Одних офицеров Рыбачьего весь этот флотский распад вдрызг расхолаживает. Других развращает — всякого навидались в гарнизоне в последнее время. И самоубийства были, и ничем не мотивированные поступки случались.
— Но мне кажется, нынешняя обстановка офицеров все-таки скорее ожесточает, — рассказывает Дикий. — Поэтому мне так важно, чтобы все были на поднятии флага ровно в восемь утра. Экипаж должен увидеть глаза своего командира. И прочитать в них — все в порядке, все спокойно, служба продолжается. Несмотря ни на что. Вопреки всему.

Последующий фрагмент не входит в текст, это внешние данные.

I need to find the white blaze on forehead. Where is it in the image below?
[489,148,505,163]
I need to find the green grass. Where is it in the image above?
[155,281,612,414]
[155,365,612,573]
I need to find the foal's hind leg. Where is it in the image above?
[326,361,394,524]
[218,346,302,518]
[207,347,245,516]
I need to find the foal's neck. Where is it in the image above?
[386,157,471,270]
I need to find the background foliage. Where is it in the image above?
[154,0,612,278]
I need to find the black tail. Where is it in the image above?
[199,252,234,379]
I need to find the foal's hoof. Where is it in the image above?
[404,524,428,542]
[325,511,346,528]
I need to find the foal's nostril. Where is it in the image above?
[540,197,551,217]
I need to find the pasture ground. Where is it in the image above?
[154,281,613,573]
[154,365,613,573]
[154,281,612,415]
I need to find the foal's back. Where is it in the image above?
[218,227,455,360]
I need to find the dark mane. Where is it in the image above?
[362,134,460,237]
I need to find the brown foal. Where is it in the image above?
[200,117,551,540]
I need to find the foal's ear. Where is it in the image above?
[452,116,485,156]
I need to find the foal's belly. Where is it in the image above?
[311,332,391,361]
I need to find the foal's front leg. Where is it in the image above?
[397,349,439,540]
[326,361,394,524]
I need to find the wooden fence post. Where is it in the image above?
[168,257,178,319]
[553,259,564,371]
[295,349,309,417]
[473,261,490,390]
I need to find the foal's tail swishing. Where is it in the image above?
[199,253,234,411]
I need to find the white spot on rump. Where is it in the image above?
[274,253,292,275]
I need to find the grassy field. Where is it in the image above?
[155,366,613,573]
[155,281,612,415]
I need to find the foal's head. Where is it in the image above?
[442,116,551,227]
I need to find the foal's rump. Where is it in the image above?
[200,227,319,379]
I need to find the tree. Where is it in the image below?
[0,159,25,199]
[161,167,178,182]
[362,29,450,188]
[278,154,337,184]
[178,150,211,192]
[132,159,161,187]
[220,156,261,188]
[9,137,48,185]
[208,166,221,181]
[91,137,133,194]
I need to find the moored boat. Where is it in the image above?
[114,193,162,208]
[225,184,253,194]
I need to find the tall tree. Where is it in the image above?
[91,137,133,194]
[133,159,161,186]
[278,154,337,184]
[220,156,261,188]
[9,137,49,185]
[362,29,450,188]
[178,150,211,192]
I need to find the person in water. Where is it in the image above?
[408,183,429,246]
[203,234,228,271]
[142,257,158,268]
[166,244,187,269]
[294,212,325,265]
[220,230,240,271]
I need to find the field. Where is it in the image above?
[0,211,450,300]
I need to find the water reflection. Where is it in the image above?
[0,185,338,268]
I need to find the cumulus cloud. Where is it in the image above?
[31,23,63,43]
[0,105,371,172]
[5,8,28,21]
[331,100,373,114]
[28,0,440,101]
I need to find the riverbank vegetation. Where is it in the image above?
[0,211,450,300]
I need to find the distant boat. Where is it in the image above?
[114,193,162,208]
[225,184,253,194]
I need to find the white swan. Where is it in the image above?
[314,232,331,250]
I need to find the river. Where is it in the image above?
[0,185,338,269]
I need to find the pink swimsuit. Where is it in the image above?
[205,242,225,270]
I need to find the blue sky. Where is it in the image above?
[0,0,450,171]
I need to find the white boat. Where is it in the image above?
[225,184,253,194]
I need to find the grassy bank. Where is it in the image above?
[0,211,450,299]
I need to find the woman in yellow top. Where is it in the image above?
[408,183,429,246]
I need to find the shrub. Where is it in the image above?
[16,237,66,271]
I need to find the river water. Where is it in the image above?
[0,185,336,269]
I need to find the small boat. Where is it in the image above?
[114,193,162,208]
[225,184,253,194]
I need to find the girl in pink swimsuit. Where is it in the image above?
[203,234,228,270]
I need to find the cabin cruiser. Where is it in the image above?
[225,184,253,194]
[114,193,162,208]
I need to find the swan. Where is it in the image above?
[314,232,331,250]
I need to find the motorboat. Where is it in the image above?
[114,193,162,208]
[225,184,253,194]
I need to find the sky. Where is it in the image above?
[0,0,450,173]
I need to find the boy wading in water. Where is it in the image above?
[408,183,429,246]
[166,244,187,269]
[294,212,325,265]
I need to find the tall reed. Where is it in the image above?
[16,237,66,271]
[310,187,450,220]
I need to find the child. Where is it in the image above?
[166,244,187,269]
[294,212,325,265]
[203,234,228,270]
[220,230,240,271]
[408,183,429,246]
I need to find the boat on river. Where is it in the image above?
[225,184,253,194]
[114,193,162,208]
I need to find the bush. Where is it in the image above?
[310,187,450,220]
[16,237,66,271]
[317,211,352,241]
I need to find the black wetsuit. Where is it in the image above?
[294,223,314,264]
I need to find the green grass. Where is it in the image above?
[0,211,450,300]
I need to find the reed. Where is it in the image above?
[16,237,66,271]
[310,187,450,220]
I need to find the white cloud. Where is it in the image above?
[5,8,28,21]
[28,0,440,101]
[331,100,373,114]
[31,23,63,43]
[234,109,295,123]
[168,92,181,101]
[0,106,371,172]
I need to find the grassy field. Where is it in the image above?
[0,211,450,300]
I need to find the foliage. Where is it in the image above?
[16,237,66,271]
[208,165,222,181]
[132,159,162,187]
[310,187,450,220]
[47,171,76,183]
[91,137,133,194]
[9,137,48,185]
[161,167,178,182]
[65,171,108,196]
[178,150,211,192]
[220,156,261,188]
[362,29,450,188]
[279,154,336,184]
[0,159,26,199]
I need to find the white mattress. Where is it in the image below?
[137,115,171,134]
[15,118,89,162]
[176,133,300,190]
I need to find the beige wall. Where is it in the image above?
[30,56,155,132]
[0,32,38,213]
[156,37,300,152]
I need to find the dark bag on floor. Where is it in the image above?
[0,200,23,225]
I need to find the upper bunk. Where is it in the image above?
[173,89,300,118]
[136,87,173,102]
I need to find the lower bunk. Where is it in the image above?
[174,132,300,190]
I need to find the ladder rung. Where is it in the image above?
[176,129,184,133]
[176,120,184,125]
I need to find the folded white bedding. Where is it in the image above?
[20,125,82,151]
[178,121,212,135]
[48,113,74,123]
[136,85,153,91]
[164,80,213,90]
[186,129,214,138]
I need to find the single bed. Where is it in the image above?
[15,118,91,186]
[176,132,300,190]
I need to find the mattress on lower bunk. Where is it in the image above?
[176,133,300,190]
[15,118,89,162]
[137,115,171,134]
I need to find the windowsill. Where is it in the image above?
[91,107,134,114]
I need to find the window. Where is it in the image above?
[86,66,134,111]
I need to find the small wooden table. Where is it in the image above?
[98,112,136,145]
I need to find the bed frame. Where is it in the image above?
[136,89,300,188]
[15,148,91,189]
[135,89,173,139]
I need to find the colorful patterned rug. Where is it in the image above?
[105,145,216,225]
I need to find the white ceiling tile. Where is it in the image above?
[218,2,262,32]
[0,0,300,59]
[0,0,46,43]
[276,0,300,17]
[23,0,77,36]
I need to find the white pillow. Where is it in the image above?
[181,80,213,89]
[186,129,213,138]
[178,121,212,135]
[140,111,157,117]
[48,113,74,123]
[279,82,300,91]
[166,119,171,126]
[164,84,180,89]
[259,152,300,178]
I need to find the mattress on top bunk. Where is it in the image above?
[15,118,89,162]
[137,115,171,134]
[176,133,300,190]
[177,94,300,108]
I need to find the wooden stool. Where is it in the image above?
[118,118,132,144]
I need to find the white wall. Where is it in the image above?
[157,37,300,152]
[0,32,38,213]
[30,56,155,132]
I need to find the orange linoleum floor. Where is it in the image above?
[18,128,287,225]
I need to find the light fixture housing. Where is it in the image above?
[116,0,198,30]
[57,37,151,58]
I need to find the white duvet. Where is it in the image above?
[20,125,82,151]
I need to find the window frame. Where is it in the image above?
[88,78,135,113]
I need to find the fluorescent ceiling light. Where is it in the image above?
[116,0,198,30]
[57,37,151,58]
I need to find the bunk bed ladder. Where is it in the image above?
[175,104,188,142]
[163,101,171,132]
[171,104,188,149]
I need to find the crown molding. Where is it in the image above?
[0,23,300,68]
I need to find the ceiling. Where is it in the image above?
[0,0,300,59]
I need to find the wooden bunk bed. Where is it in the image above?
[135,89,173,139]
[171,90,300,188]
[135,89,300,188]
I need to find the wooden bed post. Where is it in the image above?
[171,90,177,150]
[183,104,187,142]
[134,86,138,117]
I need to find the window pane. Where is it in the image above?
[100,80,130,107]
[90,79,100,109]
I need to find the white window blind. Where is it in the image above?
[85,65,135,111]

«Офицерский выпендреж! Высокие слова для романтических барышень! И только!…» — наверняка отмахнутся многие, прочтя эти строки. И будут отчасти правы — действительно, это и есть высокие слова. Но положение таково, что еще не уволившиеся с разваливающегося Тихоокеанского флота офицеры продолжают сегодня выполнять свои сложнейшие обязанности только потому, что относятся к высоким словам, как к своему якорю. Они имеют идеалы и принципы — и поэтому служат. Ничего другого у них не осталось. Им очень трудно — многие на пределе. Хотя бы потому, что знали другую жизнь и на нее рассчитывали: шли в подводники из-за престижа, яркой военной карьеры, больших зарплат.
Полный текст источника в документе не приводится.